そういう作品を並べられれば本望です、と言い続けて早7年。いよいよ旗手の登場ですぜ! 草凪優氏、ですっ!!!
「えっ、Aubebooks店長のとこで草凪さんが……」とか「おおおっ!」とか「……。。。」とかの口の端ですかね(笑)そりゃ、15年近く前に店長は数多のシクジリを犯しました。うむ、しかもどれが本当のシクジリだったかわからない、ただちに判断のつかないぐらいの重層構造で。怠惰、鈍感、金欠に発する数々の無礼を草凪優氏に、です。沢里のオッチャンには、お座敷を設けることが出来なかったという言い訳が成立するんですが、この件に関しては、きっとお座敷の問題ではなく、ひとえに、お付き合いいただくには、店長、未熟過ぎて、ですね。
けれど、いろいろな巡り合わせと時間の経過(=割愛)が、このミラクルを起こしてくれましたね。

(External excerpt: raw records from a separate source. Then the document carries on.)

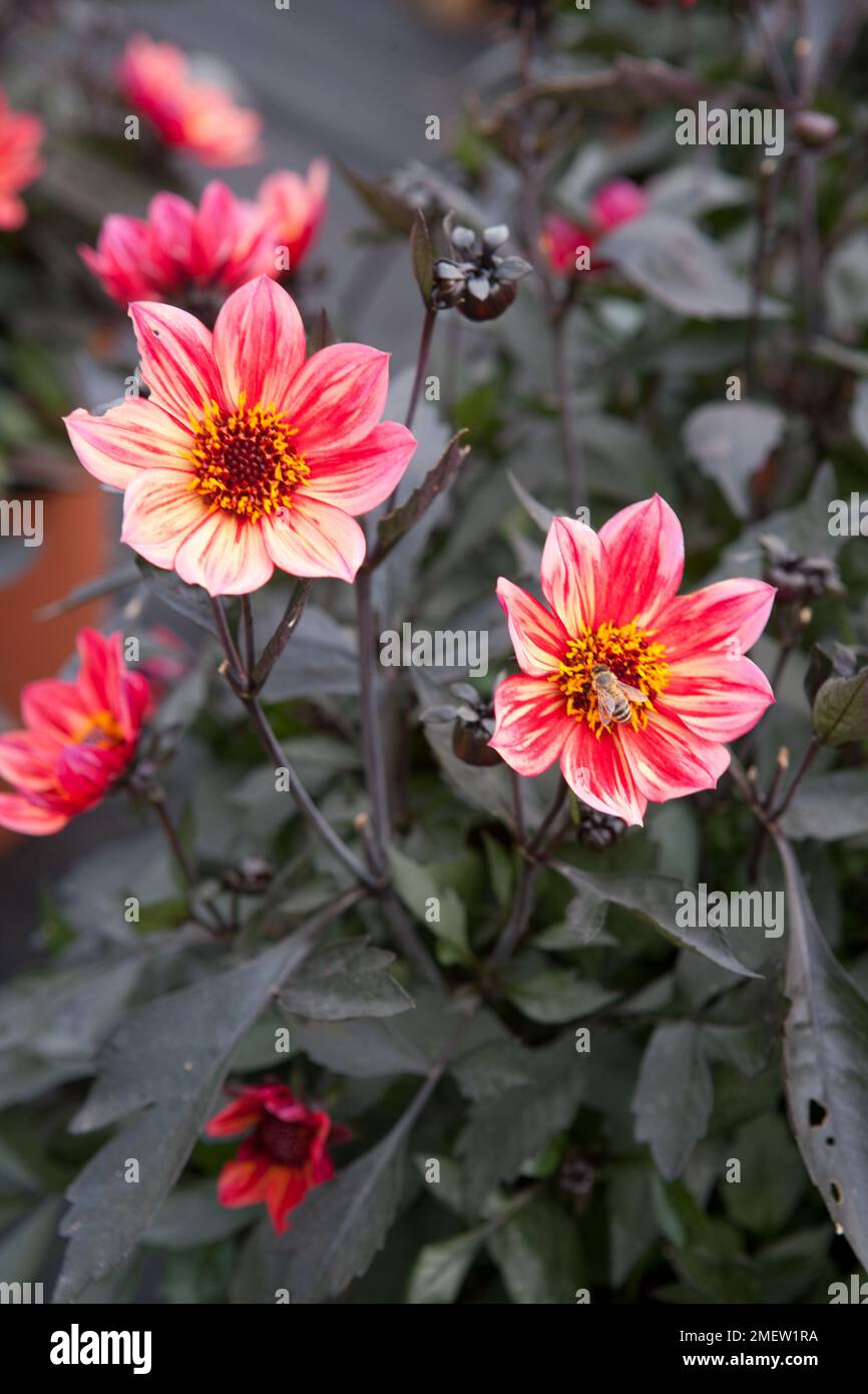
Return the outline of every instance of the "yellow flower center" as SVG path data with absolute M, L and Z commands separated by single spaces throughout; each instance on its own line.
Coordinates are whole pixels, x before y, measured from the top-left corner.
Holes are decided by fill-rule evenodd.
M 293 506 L 293 493 L 311 470 L 293 443 L 298 428 L 287 425 L 273 401 L 248 407 L 241 392 L 231 414 L 206 401 L 202 420 L 189 420 L 195 441 L 188 459 L 196 470 L 189 488 L 212 509 L 256 523 L 263 513 Z
M 72 732 L 72 742 L 77 746 L 96 746 L 98 750 L 109 750 L 120 746 L 127 737 L 120 722 L 110 711 L 88 712 L 85 719 Z
M 606 620 L 599 629 L 582 630 L 578 638 L 571 638 L 557 672 L 552 673 L 549 680 L 557 683 L 567 698 L 568 715 L 587 721 L 598 740 L 603 730 L 614 733 L 619 723 L 605 726 L 602 722 L 592 669 L 606 668 L 619 683 L 645 693 L 648 701 L 630 703 L 628 722 L 634 730 L 644 730 L 653 698 L 669 683 L 669 664 L 663 662 L 666 648 L 652 636 L 653 630 L 640 629 L 635 620 L 620 627 Z

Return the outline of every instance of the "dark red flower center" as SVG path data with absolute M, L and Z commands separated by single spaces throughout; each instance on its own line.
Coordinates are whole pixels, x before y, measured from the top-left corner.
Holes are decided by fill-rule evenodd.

初期代表作長編と、埋もれていた過剰な複数短編が、同時に配信であります! いずれも、おそらく発表当時の「官能小説」の概念をはるかに超えています。で、いまもって、その切れ味は鋭利。いや、濡れ場が、とか、運びが、とかキャラが、とか、そういう超え方じゃないんです。そうした舞台装置は、極めて官能小説なんですが、なんだろうそこに流れている人間の深奥というか。身体のヒダだけじゃなくて、心のヒダも揺さぶられる、そうした一級の読み物なんですね。おおっ、人を描く、ってことです、性と生を通して。これって、そうそう為せることではない、と思います。で、ついに、そうした「最高峰」の作品の一端を、Aubebooks発で配信できる嬉しさに、落涙なのです。
口幅ったいですが、ひとりの作家さんの進化と深化を辿るのにも絶好の作品かと。そもそも、既成の概念を壊してくれるのが草凪優氏だと勝手に思っているんですが、それは異端ということではまったくなく、むしろエンターテイメント小説の王道を驀進していると思います。王道小説はいかに生まれてくるのか、そのスタート地点を眺めさせてもらえるんですね。こうした感慨に溺れることが、とても心地よい店長ですっ!!!!!